Sheffield Hallam University updates info on alleged forced labor in solar industry


British researchers, from Sheffield Hallam University, have published a second report on the alleged utilization of forced labor in the solar industry in the Xinjiang Uyghur Autonomous Region (XUAR), in China. The report finds falling levels of XUAR polysilicon and raw materials in the solar supply alongside a diminishing level of transparency.

The report “Over Exposed: Uyghur Region Exposure Assessment for Solar Industry Sourcing” is not a peer-review study. However, it goes into considerable detail in analyzing the complex solar supply chain. It describes the exposure to using polysilicon or silicon metal, otherwise known as metallurgical grade silicon, manufactured in the XUAR by several major Chinese solar module manufacturers, as well as non-Chinese manufacturers that have parts of their supply chain located in China.

The report finds that the share of polysilicon manufactured in the XUAR and used in solar module production has dropped from 45% in 2020 to 35% in 2022. Polysilicon analyst Johannes Bernreuter contributed to the report. He anticipates that this share will decline to approximately 28% to 32% “in the coming years.

While the share of XUAR produced polysilicon falls, it appears to be being replaced by locations elsewhere in China, such as Inner Mongolia.
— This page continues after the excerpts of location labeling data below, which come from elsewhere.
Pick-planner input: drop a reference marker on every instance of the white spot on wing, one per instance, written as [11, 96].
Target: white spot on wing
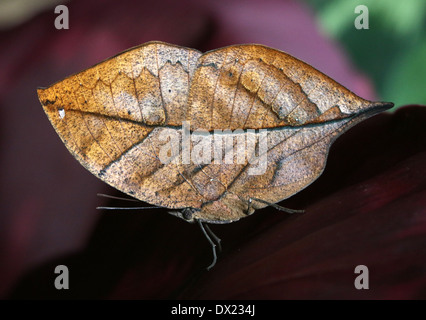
[61, 113]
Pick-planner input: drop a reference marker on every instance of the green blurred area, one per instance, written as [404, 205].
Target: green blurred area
[392, 52]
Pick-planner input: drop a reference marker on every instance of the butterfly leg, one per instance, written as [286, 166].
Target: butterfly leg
[274, 205]
[208, 234]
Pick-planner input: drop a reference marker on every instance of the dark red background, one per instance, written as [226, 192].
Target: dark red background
[368, 208]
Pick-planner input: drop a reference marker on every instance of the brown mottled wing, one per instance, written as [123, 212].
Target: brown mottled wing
[256, 87]
[111, 117]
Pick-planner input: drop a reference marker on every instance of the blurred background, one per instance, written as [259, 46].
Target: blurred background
[48, 200]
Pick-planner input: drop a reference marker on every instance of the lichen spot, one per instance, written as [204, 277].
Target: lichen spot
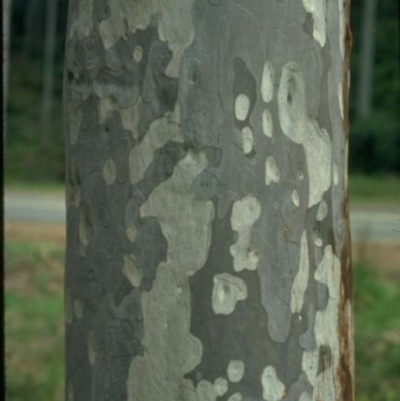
[317, 8]
[235, 371]
[273, 388]
[322, 211]
[131, 233]
[247, 140]
[318, 242]
[78, 308]
[109, 171]
[272, 173]
[242, 107]
[245, 212]
[301, 279]
[132, 271]
[92, 348]
[267, 82]
[70, 392]
[138, 53]
[305, 396]
[340, 97]
[220, 386]
[84, 230]
[292, 103]
[295, 198]
[267, 123]
[205, 391]
[335, 174]
[227, 291]
[235, 397]
[69, 314]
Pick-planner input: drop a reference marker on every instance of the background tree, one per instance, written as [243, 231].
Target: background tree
[207, 246]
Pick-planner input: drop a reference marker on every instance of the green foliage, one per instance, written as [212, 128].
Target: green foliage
[25, 158]
[374, 189]
[34, 327]
[34, 323]
[375, 144]
[377, 341]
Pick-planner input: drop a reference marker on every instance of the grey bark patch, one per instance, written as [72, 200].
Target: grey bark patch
[227, 336]
[325, 358]
[244, 84]
[206, 185]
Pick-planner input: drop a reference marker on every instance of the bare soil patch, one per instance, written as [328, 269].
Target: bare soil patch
[35, 232]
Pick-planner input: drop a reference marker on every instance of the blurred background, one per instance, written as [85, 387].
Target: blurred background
[35, 211]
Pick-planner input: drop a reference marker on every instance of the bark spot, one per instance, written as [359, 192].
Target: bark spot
[267, 123]
[70, 392]
[317, 8]
[235, 371]
[267, 82]
[161, 131]
[92, 348]
[326, 331]
[322, 211]
[132, 271]
[247, 140]
[109, 171]
[131, 233]
[301, 279]
[85, 230]
[186, 226]
[245, 212]
[236, 397]
[242, 107]
[295, 198]
[220, 386]
[272, 173]
[335, 174]
[69, 313]
[299, 128]
[138, 53]
[227, 291]
[78, 308]
[273, 388]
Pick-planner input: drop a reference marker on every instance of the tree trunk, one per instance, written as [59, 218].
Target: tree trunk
[208, 249]
[48, 71]
[366, 68]
[32, 22]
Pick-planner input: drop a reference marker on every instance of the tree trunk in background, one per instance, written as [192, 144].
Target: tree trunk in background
[31, 27]
[48, 71]
[6, 61]
[366, 68]
[208, 249]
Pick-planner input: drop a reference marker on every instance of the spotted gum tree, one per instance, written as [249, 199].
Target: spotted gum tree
[207, 244]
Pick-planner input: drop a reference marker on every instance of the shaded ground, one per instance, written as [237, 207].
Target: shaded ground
[34, 316]
[385, 257]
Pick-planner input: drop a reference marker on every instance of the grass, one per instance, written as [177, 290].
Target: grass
[375, 189]
[383, 190]
[34, 323]
[34, 327]
[46, 186]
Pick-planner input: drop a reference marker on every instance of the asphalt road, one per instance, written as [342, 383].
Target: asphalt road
[368, 224]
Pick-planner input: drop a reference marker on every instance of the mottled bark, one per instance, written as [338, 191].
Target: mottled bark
[208, 245]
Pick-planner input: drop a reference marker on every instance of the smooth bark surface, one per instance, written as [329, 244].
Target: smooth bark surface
[208, 248]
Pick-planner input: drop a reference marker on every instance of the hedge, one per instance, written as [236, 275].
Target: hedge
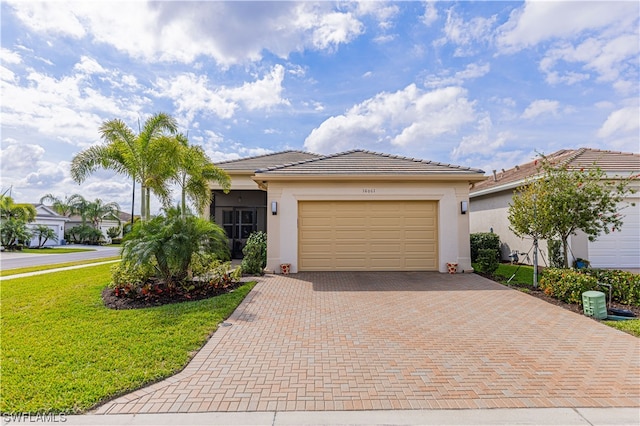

The research found that polysilicon produced in interior China increased from 30% in 2020 to 50% in 2022, with the share of international markets dropping, somewhat surprisingly, from 25% to 11%.

The share of silicon metal, from which polysilicon is made, is also falling – the report notes. Although it remains high, accounts for 45% of China’s silicon metal production or 32% of global output.

“Despite the decline in the region’s share of the world’s production, the Uyghur Region’s continued dominance in the production of materials essential to the manufacture of more than 95% of solar modules represents significant exposure to state-imposed forced labor for the industry,” the report reads. It notes that the Uyghur Forced Labor Prevention Act (UFLPA), enacted by the U.S. government at the end of 2021, banned all imports from China’s Xinjiang region, unless it can be proven that products were not made with forced labor.

The report also claims that, although big manufacturers are seeking to resort to supply chains that are reportedly free of solar products made in XUAR, they continue to source from suppliers or sub-suppliers that continue to rely on shipments from this region.

“Some of the world’s largest module manufacturers appear to have bifurcated their supply chains in an effort to create a product line that is free of XUAR inputs,” the Sheffield researchers write. “Most companies have suggested that these supply chains are dedicated to the US market or designed with UFLPA compliance in mind. The portion of modules that is made on these dedicated supply chains does not appear to exceed 12% of any company’s production capacity.”

This bifurcation of supply chains is potentially problematic, it is argued in the new report. While providing some evidence of supply chains outside of the XUAR production sites, it is very difficult to verify – as metal silicon or polysilicon supplies can be blended.

“Bifurcation of solar module supply chains presents a significant challenge to the wide range of governments, developers, and consumers purchasing modules, as they cannot always be certain whether they are buying the tainted or untainted products.”

Alongside the accusations of forced labor, the report provides an additional motivation for buyers to source products outside of the XUAR. It notes that every polysilicon plant in the region is 100% powered by coal – due to its abundance, “resulting in a very high carbon footprint and very low price.”